Euro hits six-month high
May 5, 2017The euro touched six-month highs on Friday, while not being able to break above the psychologically important $1.10 threshold ahead of the decisive round of the French presidential election on Sunday.
Market players appeared to be expecting centrist Emmanuel Macron to see off the challenge from far-right candidate Marine Le Pen, who had said she would withdraw France from the eurozone's single currency.
She did make the distinction, though, between a new currency for daily use and the euro that she said would be retained "for large companies that trade internationally."
With markets deeming a Le Pen victory unlikely, the euro has been able to gain nearly 2.5 percent over the past two weeks, hitting a high of $1.0990 in morning trading in Europe on Friday.
Yen a safe haven
Valentin Marinov from Credit Agricole in London told Reuters the easing of political risk in Europe should support the euro becoming even stronger against the greenback.

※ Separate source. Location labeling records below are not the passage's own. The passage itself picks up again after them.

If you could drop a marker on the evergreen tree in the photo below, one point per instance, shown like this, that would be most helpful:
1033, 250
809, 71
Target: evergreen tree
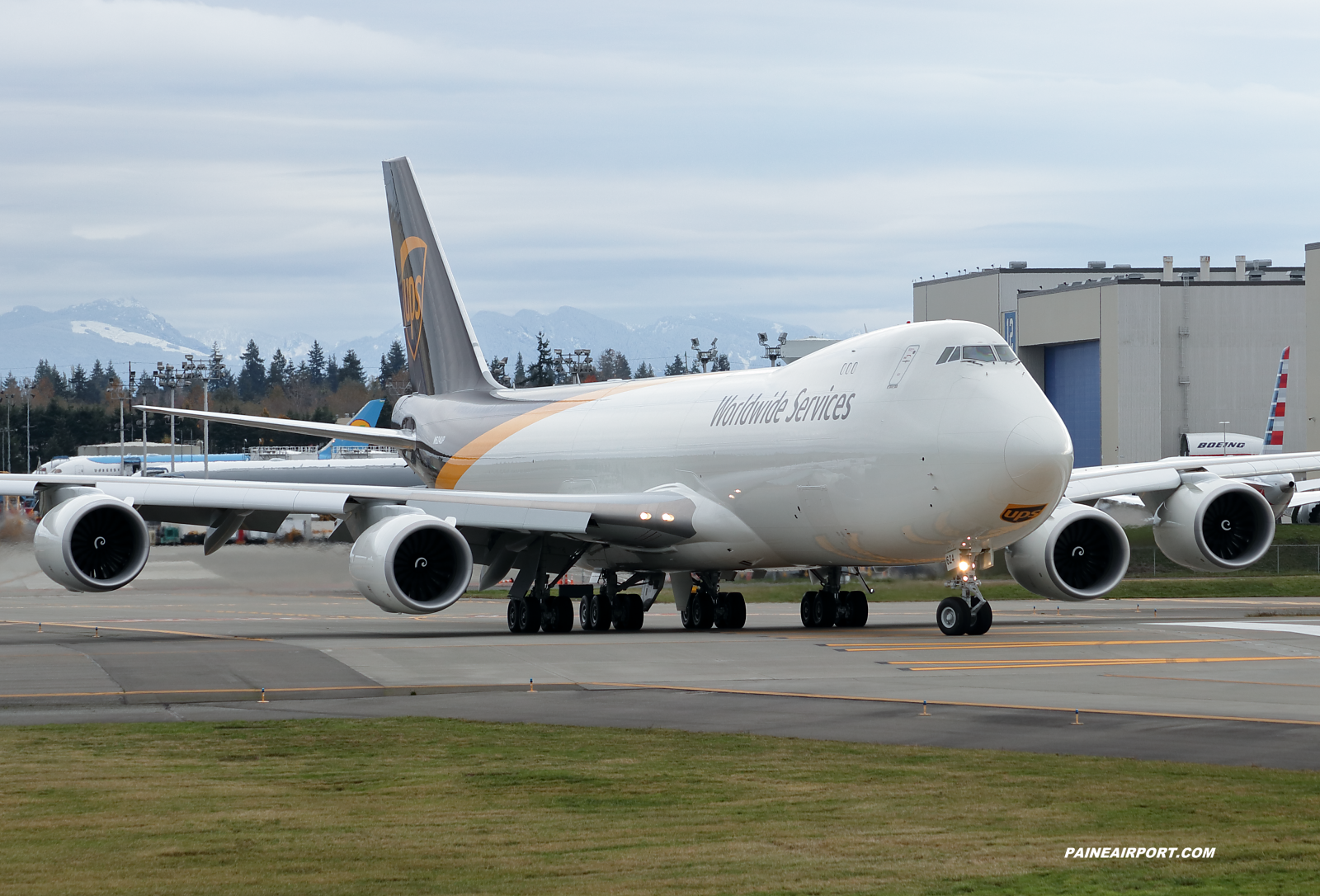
333, 374
543, 371
393, 362
48, 371
316, 363
78, 384
614, 365
280, 370
252, 374
351, 369
97, 383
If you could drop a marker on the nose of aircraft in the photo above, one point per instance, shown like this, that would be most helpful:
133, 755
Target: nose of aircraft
1038, 455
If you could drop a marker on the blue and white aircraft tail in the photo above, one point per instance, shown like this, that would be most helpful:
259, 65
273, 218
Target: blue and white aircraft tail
369, 416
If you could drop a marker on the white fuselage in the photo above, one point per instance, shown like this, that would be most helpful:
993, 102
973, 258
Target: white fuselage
865, 453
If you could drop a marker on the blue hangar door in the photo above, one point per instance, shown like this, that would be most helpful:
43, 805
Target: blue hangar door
1072, 384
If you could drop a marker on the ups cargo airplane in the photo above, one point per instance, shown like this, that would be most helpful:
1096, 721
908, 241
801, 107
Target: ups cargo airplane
911, 445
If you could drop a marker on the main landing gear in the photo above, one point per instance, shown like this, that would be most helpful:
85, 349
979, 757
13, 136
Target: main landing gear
833, 607
708, 606
969, 612
554, 612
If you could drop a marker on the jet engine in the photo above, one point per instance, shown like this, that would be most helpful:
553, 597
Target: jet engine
92, 543
1076, 554
413, 564
1212, 524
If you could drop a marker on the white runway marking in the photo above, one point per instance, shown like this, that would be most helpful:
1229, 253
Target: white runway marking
175, 569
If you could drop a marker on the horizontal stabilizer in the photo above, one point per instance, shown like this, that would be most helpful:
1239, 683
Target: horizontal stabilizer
369, 435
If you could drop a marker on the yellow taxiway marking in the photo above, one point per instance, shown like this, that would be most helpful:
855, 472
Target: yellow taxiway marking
965, 665
148, 631
985, 645
1069, 710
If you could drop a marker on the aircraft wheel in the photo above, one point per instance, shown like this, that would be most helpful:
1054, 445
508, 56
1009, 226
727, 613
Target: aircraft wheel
860, 611
558, 614
730, 611
808, 609
954, 616
525, 616
824, 610
981, 620
700, 612
596, 612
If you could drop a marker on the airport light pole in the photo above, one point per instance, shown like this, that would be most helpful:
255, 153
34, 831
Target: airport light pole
774, 351
167, 376
195, 371
705, 356
125, 395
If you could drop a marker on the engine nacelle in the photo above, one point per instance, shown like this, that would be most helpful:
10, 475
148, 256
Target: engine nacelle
1077, 554
1214, 524
413, 564
92, 543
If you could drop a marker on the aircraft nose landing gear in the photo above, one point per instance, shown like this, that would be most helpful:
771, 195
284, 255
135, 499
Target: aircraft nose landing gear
969, 612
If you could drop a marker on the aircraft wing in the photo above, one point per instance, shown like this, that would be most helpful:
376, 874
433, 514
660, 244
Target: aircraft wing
370, 435
1091, 483
642, 519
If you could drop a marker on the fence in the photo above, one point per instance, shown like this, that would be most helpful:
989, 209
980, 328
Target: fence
1280, 559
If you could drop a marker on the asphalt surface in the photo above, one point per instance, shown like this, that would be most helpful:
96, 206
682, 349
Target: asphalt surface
197, 638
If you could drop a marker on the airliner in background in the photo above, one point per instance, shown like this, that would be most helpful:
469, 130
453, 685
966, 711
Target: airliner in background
340, 460
910, 445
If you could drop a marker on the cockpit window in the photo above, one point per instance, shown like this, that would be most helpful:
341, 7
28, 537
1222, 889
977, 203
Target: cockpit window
983, 354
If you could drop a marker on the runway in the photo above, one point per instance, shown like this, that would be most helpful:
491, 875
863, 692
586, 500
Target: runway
196, 638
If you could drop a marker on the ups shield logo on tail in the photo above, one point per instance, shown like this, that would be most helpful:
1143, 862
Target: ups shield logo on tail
412, 283
1021, 512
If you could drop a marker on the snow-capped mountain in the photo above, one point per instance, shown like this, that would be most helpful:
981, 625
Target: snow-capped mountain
110, 329
123, 330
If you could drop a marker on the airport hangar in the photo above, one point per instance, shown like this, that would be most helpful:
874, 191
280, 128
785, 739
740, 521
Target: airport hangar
1121, 349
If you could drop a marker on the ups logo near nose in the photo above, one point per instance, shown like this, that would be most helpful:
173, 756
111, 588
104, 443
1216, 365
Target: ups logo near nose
1021, 512
412, 286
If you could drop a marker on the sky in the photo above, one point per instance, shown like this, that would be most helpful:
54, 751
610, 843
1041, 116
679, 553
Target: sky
804, 161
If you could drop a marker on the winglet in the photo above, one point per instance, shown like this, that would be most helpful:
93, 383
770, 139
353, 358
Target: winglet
442, 351
1274, 427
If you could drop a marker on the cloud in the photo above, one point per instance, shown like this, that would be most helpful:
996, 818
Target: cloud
222, 163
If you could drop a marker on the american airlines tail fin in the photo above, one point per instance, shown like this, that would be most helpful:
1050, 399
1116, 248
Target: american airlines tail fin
1274, 427
442, 351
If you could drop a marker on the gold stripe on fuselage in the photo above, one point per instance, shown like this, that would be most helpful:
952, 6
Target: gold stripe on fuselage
477, 449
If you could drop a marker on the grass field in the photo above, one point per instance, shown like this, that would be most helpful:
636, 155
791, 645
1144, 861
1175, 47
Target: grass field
442, 807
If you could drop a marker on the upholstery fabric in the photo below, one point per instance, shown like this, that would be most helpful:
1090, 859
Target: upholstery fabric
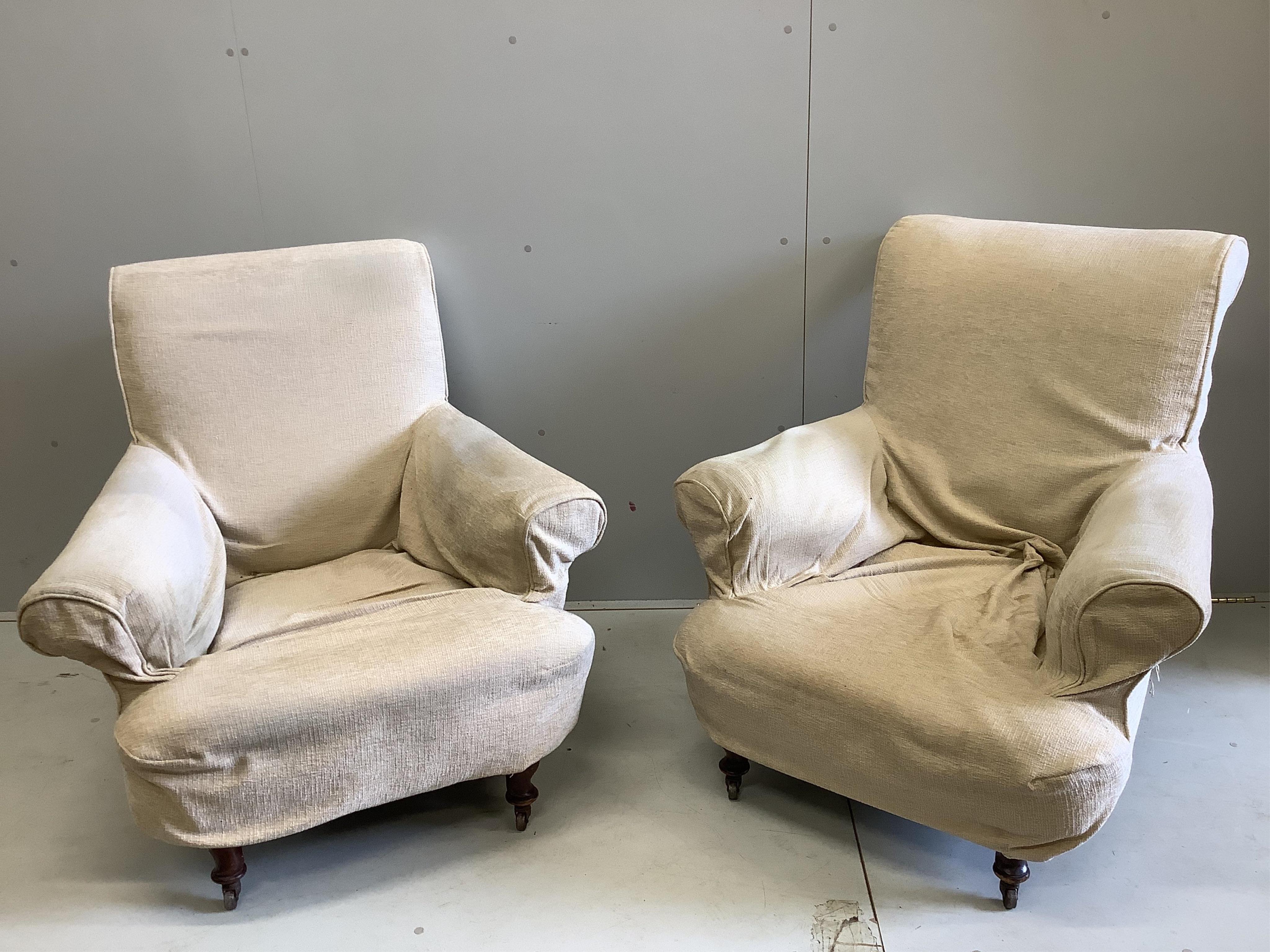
1036, 395
1136, 589
289, 732
279, 660
321, 594
285, 385
477, 508
912, 685
1014, 367
138, 591
807, 503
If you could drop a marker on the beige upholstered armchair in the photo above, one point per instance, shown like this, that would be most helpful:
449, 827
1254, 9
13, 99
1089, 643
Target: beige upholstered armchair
314, 584
947, 603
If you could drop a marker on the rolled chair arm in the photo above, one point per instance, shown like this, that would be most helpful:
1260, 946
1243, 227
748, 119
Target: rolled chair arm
1136, 588
808, 502
139, 589
478, 508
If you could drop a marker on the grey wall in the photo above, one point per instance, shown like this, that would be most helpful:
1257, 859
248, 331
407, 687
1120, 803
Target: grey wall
652, 155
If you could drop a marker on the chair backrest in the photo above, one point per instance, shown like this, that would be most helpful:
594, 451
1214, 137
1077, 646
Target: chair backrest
285, 384
1015, 367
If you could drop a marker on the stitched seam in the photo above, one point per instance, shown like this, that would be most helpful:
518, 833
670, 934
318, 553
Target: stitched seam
102, 606
1188, 434
436, 306
539, 580
1091, 600
728, 536
115, 353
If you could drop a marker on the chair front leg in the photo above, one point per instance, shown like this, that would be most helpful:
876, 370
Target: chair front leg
735, 767
1013, 875
230, 869
521, 794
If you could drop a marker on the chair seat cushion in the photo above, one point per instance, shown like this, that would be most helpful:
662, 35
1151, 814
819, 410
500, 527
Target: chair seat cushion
287, 732
912, 685
319, 594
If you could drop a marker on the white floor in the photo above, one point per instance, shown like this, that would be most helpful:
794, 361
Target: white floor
634, 844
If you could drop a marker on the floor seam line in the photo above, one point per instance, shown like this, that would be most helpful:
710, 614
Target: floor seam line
860, 853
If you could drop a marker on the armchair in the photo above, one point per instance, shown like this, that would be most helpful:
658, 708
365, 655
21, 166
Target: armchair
947, 602
314, 584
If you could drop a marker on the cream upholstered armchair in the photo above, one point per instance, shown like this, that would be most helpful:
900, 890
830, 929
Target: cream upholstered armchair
947, 603
314, 584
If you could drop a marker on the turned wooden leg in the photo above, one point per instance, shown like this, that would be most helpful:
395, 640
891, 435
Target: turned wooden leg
1013, 875
230, 867
735, 767
521, 794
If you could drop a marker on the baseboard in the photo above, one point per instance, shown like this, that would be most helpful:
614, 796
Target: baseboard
634, 605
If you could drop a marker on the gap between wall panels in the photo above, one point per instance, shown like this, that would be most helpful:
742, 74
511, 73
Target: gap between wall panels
807, 191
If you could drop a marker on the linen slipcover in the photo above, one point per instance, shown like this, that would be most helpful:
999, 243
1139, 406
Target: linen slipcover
282, 655
945, 602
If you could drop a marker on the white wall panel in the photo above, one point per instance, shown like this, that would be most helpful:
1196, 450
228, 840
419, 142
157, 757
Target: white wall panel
1132, 113
652, 155
122, 139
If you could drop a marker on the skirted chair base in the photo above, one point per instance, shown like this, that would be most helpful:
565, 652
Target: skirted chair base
1011, 873
230, 866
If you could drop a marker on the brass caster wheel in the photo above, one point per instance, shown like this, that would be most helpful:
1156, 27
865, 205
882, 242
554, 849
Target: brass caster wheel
1009, 895
735, 767
1013, 875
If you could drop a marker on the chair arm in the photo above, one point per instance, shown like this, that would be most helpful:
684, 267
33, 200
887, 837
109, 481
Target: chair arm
478, 508
1136, 588
808, 502
139, 589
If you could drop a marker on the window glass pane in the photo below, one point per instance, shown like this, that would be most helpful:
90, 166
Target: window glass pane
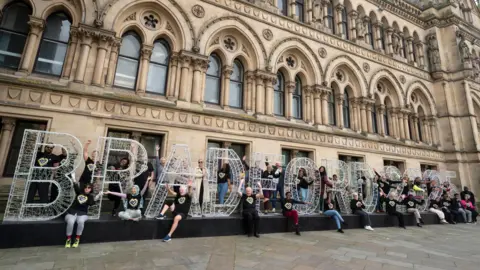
212, 91
50, 58
58, 27
15, 18
130, 46
11, 48
157, 79
126, 73
236, 96
160, 53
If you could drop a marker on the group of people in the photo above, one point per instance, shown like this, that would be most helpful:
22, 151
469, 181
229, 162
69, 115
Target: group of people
460, 208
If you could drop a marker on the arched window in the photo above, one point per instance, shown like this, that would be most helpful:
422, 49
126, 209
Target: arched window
13, 33
297, 99
330, 17
212, 83
283, 7
385, 122
128, 59
370, 34
236, 86
53, 46
300, 10
331, 109
374, 119
158, 68
279, 96
346, 110
345, 23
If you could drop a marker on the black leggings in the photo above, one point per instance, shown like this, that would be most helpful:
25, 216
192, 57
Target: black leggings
252, 221
399, 215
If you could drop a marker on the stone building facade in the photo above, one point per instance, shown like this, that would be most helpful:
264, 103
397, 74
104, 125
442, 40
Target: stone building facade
387, 83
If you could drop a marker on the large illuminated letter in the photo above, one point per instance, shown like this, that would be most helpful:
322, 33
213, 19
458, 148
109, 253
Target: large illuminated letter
362, 176
291, 181
177, 171
341, 186
39, 167
111, 150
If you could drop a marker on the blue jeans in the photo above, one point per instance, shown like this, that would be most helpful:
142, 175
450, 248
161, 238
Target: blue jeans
304, 192
222, 189
336, 216
280, 188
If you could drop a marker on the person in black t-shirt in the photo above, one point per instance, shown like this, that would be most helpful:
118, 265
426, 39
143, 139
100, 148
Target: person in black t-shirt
249, 211
78, 212
132, 203
179, 208
391, 205
44, 159
289, 212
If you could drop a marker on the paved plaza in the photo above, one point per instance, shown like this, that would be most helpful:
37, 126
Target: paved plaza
433, 247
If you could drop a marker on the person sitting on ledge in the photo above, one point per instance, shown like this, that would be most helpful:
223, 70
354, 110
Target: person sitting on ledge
357, 206
133, 202
289, 212
329, 210
78, 212
411, 204
249, 212
391, 203
179, 207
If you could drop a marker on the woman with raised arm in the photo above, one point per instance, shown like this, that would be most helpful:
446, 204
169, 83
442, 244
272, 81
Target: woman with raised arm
133, 202
78, 212
250, 214
179, 207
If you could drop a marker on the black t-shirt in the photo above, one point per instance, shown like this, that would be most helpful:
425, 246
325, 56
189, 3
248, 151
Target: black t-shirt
81, 203
222, 177
133, 201
248, 202
182, 203
87, 171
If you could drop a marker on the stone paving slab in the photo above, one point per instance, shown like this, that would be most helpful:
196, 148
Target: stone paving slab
436, 247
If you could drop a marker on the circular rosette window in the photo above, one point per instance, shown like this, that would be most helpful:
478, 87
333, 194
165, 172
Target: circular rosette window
301, 181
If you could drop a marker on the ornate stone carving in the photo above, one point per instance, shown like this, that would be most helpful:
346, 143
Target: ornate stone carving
198, 11
267, 34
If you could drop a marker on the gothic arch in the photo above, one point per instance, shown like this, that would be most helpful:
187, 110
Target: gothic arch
303, 51
211, 28
422, 88
388, 75
345, 60
178, 19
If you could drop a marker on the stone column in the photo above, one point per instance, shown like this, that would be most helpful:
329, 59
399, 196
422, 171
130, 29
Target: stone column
145, 55
269, 81
260, 94
324, 97
340, 123
36, 30
353, 15
198, 65
112, 63
172, 76
72, 46
290, 88
184, 77
86, 43
8, 125
103, 43
317, 106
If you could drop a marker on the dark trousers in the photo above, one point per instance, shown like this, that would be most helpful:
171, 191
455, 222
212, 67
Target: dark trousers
252, 221
42, 192
365, 217
399, 215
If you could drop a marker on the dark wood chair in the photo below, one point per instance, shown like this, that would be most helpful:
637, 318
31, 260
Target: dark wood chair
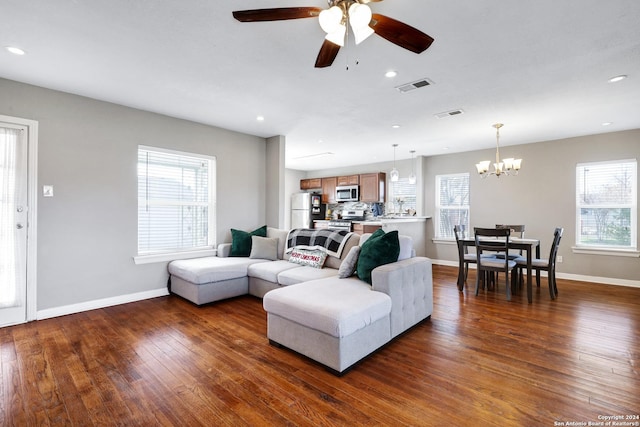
548, 264
496, 242
463, 251
515, 229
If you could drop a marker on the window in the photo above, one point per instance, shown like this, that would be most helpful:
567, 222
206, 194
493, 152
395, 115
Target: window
176, 201
452, 203
606, 204
403, 192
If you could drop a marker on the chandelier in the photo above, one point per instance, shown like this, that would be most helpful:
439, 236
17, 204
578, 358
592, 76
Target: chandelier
334, 21
395, 175
508, 166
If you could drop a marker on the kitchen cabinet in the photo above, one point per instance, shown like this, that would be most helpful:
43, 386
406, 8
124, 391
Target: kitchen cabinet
348, 180
362, 228
329, 189
310, 183
372, 187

[A Macron win] "will allow investors to refocus their attention on the rather resilient eurozone fundamentals at the moment, the improving growth outlook picture as a whole and indeed the fact that the European Central Bank will take more steps ever closer to tapering its quantative easing purchases," Marinov said in a statement.
In other parts of the world, commodity-linked currencies took their cues from a slide in oil prices. The greenback dropped 0.2 percent against the Japanese yen.
"I think it's just a direct correlation with oil prices and a little bit of risk aversion coming into the dollar/yen exchange rate," FX broker Oanda's Stephen Innes argued.